Loable acto es avencidar elogios y florilegios con rigores históricos y dataciones de miniador y no quedar malparado ante los sabios de la templanza, que son los críticos reputados de discretos y eruditos. Dos enemigos tiene el crítico joven que empieza a repartir juicios entre la élite de los poetas, y son el detestable relativismo y el frío racionalismo. Ambas maneras de ejercer el pensamiento, que es aprehensión, conceptuación, comparación y enjuiciamiento, a decir de Arturo Schopenhauer, sufren los siguientes vicios: uno es harto vitalista, sensualista, niega la razón, y el otro es sobremanera calculador, repudia la vivacidad.

¿Podríamos evaluar un poema con silogismos? ¿Será posible criticar una pintura con sólo el táctil sentido? Común es en los textos de los mediocres criticastros leer proposiciones de la escultura explicando musicalidades y teorías para rasguear mejor la guitarra echadas encima de óleos, ensalada que antes aturde al lector que busca orientación estética que incardina maestrías y medianías. ¿Cómo soslayar tan ecléctico efugio? Conociendo lo que hay detrás de las supradichas maneras de pensamiento, que son el escepticismo y el cientificismo.

Todo escéptico, dicen los escudriñadores de tinturas y tristuras, astros y zodiacos, o sea los químicos, psicólogos, astrónomos y políticos, es novato científico. Ciencia es credulidad metódica y ésta es una manera que tiene el entendimiento de llenar los hiatos de la percepción. Explica Kant, al que todo crítico de arte debe estudiar durante al menos diez años, que es imposible que nuestra percepción acepte un vacío al estar recorriendo un paisaje, una sonata, un soneto o un busto, ya que éste equivale a la noción de la “nada”, imposible de pensar. Donde hay vacío, creemos, hay una causalidad oculta, y cuando tal cosa arrostramos es menester tener fe. Las verdaderas obras de arte no tienen vacíos y su completud, que se traga al contemplador, aniquila toda fe.

Tiene fe el artista lector de Platón, como Buonarroti, que ve en la geometría lo que está en medio de las Ideas, que andan por los cielos, y las cosas, materializaciones de las Ideas. Platón, en su Fedro, sostiene: “El alma universal rige la materia inanimada y hace su evolución en el universo, manifestándose bajo mil formas diversas. Cuando es perfecta y alada, campea en lo más alto de los cielos, y gobierna el orden universal”.
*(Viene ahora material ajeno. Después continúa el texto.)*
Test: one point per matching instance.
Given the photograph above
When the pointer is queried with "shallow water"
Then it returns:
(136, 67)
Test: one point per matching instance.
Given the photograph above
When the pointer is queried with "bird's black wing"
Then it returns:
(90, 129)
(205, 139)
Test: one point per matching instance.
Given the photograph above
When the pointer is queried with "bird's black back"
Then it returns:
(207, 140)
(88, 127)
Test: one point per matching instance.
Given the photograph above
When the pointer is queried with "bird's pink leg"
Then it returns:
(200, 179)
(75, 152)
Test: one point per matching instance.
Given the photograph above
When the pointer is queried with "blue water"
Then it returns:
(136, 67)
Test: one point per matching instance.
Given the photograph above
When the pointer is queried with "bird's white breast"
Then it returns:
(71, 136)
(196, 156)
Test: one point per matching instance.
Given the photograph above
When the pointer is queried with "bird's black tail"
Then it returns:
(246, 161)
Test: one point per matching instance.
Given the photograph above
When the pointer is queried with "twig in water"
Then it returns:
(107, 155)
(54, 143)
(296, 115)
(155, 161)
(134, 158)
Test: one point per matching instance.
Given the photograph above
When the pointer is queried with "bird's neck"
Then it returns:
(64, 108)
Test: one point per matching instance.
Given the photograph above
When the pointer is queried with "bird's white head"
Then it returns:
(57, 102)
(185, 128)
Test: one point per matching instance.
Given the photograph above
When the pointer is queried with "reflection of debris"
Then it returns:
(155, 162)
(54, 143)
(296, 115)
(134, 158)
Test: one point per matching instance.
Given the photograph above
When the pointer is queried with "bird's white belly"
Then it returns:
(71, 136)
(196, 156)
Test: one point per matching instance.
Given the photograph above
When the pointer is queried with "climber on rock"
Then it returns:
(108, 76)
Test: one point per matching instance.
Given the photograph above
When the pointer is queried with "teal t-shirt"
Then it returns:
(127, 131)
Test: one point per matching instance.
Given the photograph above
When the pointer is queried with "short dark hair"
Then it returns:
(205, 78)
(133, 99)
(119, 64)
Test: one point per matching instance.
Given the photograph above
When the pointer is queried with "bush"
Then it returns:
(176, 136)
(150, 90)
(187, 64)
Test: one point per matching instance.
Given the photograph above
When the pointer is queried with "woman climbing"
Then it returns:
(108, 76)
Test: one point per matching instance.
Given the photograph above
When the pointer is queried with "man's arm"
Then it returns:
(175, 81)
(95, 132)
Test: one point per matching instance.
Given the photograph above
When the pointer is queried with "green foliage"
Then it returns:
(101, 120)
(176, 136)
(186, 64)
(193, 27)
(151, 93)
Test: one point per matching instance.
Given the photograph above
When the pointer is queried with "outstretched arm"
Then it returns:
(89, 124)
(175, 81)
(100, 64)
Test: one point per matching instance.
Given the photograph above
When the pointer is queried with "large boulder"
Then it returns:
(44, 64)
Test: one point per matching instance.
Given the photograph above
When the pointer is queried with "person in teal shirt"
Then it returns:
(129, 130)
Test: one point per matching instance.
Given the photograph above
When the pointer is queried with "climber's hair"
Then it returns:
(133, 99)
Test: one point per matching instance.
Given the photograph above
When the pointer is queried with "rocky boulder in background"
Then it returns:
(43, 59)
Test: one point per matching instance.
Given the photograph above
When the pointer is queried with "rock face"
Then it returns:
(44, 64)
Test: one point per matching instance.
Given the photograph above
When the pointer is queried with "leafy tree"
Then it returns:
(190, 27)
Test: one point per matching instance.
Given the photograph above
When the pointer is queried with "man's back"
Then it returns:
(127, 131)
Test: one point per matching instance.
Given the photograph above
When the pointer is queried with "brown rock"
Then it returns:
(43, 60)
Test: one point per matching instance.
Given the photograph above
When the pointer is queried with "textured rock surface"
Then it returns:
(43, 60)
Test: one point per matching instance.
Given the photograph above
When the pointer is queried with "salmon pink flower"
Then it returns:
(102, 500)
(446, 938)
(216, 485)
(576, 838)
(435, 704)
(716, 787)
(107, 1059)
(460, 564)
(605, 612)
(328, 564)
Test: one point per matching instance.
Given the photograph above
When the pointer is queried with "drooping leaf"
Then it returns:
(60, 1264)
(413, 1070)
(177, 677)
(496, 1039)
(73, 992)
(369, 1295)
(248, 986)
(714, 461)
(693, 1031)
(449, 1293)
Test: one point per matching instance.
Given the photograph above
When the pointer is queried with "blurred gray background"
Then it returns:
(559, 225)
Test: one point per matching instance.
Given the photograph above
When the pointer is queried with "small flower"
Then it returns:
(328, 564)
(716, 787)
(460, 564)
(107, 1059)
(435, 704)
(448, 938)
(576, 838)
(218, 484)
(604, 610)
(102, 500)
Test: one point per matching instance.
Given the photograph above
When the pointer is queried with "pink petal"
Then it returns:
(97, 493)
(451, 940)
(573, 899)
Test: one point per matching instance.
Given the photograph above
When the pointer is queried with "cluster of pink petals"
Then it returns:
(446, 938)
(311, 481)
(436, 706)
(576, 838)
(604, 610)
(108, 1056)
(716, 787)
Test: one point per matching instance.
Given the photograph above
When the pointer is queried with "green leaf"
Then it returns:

El crítico de fuste sabe cuándo la obra de arte que examina ha logrado figurar lo que pretende y cuándo se ha quedado a la mitad el camino. ¿Cómo lo hace? Sintiendo fe. ¿Cuándo sentimos fe? Cuando algo falta. ¿Puede sentirse la fe? Sí, y el verso anexo de Gil lo demuestra: “Cambia de sabor el vino/ cuando no hay con quién brindar”.

En estado de ensoñación, suspirando, quedamos cuando nos hemos expuesto a una obra de arte cercana al “alma universal”, mas cuando nos topamos con una que la representa totalmente perdemos la consciencia; o dicho en el lenguaje de los místicos, sentimos que nuestras potencias dormitan. El gran arte es como Dios, diría Santa Teresa, pues deja en nosotros paz, serenidad, mientras que el mediano nos perturba, nos mueve al acto. Citemos a uno de los antiguos, siempre viriles, para espabilarnos; recordemos las XX Odas del libro III de Horacio:


¿Por qué, Asterie, lloras a ese que la diáfana

brisa de primavera te devolverá, rico

en mercancías tinias,

tu joven, fiel, constante Gyges?


Como toda versificación clásica, la citada contiene los tres flujos del espíritu, el onírico, el dramático y el epopéyico. El poeta renace a la contristada sacándola del agua del lloro, que como el mar esculpe la roca de nuestra consciencia, y luego la echa a la primavera, escenario de acciones amorosas, para luego obligarla a tener la idea de lo comercial, bien viril, del que se lanza a buscar banderas y no flores para su amada.

Horacio, como dijo Gracián, duplica la sutileza, porque además de narrar indirecta o poéticamente la correspondencia de dos entes míticos, la hace depender de los cuatro elementos, vistos en lágrimas, brisas, salitrosos presentes y humanados cuerpos. El arte mayor, finalmente, de tan bien hecho, de tan claro, alto, noble, armonioso, entero, como Jesucristo dice a su espectador (Matthaeum 9:13): “Misericordiam volo et non sacrificium”.